While the media pursue these red herrings, the most likely reason for Megrahi's release will go unmentioned. It is generally forgotten that, at the time of his release, he was engaged in a lengthy appeal hearing against his original conviction. Evidence showing the flimsiness of the case against him would have been produced; well-founded allegations of the bribery of witnesses and the possible planting of evidence on the crash site by the CIA would have been aired. It could all have ended with the exposure of one of the most scandalous miscarriages of justice ever acknowledged in a British court.
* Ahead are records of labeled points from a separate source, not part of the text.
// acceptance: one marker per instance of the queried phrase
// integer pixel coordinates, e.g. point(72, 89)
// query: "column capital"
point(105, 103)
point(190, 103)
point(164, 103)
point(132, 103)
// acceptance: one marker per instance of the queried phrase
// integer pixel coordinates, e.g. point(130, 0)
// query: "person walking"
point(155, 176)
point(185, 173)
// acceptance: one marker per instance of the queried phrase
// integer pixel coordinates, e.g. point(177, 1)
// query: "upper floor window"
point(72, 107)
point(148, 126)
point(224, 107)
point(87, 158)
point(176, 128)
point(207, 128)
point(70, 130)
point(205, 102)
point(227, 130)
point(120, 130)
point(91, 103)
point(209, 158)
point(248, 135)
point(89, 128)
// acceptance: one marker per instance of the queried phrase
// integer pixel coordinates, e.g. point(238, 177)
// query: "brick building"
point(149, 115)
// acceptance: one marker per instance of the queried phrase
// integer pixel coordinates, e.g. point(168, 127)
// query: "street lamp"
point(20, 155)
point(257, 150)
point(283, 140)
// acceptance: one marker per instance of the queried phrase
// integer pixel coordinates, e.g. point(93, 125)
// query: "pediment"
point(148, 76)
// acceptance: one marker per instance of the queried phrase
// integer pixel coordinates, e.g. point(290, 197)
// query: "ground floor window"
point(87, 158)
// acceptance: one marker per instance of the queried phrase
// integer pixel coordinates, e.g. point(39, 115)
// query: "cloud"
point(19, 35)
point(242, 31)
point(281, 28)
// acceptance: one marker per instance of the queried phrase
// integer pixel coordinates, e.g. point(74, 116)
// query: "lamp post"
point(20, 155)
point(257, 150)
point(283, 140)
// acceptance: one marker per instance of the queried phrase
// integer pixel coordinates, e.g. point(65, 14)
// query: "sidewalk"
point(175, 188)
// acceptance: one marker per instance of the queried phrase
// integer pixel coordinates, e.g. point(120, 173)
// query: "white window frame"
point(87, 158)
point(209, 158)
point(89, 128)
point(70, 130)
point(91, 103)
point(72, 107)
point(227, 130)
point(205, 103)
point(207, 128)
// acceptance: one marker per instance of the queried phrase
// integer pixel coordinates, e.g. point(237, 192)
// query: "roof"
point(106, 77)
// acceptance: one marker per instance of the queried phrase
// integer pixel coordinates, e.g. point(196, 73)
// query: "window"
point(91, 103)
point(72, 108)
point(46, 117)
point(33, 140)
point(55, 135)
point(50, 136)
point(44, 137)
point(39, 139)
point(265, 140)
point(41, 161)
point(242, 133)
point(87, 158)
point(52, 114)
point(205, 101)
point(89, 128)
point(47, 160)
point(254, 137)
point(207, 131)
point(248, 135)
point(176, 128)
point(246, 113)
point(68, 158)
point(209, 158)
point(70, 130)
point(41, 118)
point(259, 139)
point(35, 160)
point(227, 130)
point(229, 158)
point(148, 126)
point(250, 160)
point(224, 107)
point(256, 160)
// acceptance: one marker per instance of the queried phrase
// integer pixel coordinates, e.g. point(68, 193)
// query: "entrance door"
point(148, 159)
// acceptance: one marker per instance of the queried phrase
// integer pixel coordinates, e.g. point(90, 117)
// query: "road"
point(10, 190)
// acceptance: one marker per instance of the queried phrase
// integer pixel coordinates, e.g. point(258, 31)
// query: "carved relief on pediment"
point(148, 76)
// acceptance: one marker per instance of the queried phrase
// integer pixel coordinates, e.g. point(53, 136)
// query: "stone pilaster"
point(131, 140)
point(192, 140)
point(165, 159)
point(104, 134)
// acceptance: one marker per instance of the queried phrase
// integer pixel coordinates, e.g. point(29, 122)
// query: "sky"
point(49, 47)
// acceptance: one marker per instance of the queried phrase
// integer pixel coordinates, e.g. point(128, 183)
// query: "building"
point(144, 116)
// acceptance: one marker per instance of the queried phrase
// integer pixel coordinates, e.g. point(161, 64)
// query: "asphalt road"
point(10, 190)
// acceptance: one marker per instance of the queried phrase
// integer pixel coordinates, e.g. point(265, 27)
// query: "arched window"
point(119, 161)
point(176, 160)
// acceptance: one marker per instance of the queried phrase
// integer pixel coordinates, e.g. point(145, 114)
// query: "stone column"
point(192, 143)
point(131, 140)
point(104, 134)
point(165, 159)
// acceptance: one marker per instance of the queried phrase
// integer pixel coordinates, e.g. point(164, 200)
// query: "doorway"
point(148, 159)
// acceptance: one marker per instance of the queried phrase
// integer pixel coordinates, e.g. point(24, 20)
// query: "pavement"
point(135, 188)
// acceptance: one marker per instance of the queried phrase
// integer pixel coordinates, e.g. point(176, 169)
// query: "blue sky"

No wonder that in the circumstances the Justice Minister, Jack Straw, was so keen to see the back of Megrahi and the discontinuation of his appeal hearing.

1 comment:

  1. Well, somebody gets it.

    If there was any partiality in the acceptance of the three-month prognosis, perhaps we should remember that Megrahi was released exactly three months before the adjourned appeal was do to resume.

    How compassionate is it to tell a terminally ill man that he has only three months to live, so he can't hope to see his long-delayed appeal come back to court anyway, but if he agrees to adandon it, he can go home to die with his family around him?

    Ironically, if Megrahi had held out and stayed in jail (assuming the Libyan treatment and being with his family wasn't the cause of a marked improvement in prognosis), it's quite possible his appeal might have been concluded by now, and he would have been a free man quite legitimately.

    And the Scottish criminal justice system would be reopening a very cold case to try to find out who murdered 270 people.

    Of course I don't know that's what happened, but it looks a lot more like a duck than any of the ravings of the US senators.